Representative image showing a panoramic view of the PD-L1 calibrator slide and three sequential levels of PD-L1 expression after DAB E1L3N LDT assay in two different magnification scales (100 µm top row and 20 µm bottom row).

Level 4 corresponds to 150,157 PD-L1 molecules/bead, Level 5 287,131 molecules/bead and Level 6 642,523 molecules/bead. In this case Level 4 is below the LOD for this assay where Levels 5 and 6 are above. The small brown beads are used as a standard for automated reading. The larger beads show some refractility, but on the microscope, the last negative spot (Level 4) can be distinguished from the first positive spot (Level 5, the LOD). PD-L1 Programmed Death cell Ligand 1, DAB 3,3′-Diaminobenzidine, LDT Laboratory Development Test.

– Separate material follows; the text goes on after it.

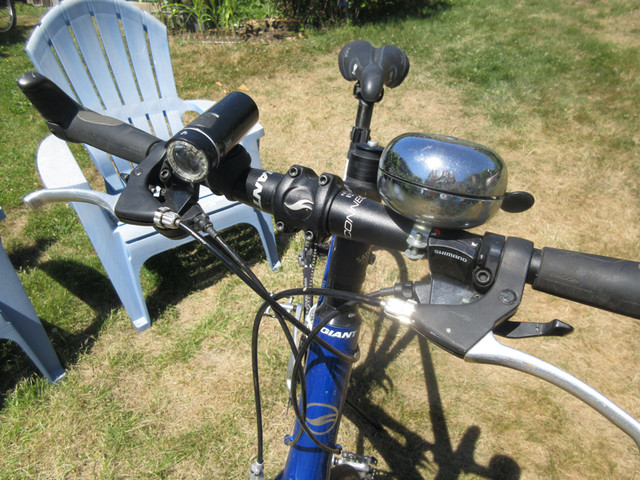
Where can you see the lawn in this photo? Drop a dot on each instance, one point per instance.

While the work of Sompuram et al. has the potential to change practice in pathology labs across the world, there are limitations. The most significant limitation is that this standardization approach does not address the problems associated with interpretation or scoring of PD-L1 IHC[7,8]. Until there are automated objective systems that can assess PD-L1 expression levels and localization, that issue is likely to generate a lot of publications but will not be easily solved. Another limitation is the substrate itself. While the peptides are designed to carefully mimic the antibody recognition sequence, the antigen is synthetic and may not exactly mimic the antigen seen in real human tumor tissue. However, this limitation should not affect the key utility of this tool as a standard. Finally, the ability to easily define the PD-L1 expression threshold bead number can be affected by the counterstain. Good laboratory practice, with minimal hematoxylin counterstain can address this limitation.

In summary, Sompuram et al. have produced a NIST-standardized calibrator tool that can solve the biochemical aspects of the variability of the PD-L1 assays, and its incorporation into IHC labs is likely to increase the chances that the right patients get the right drugs.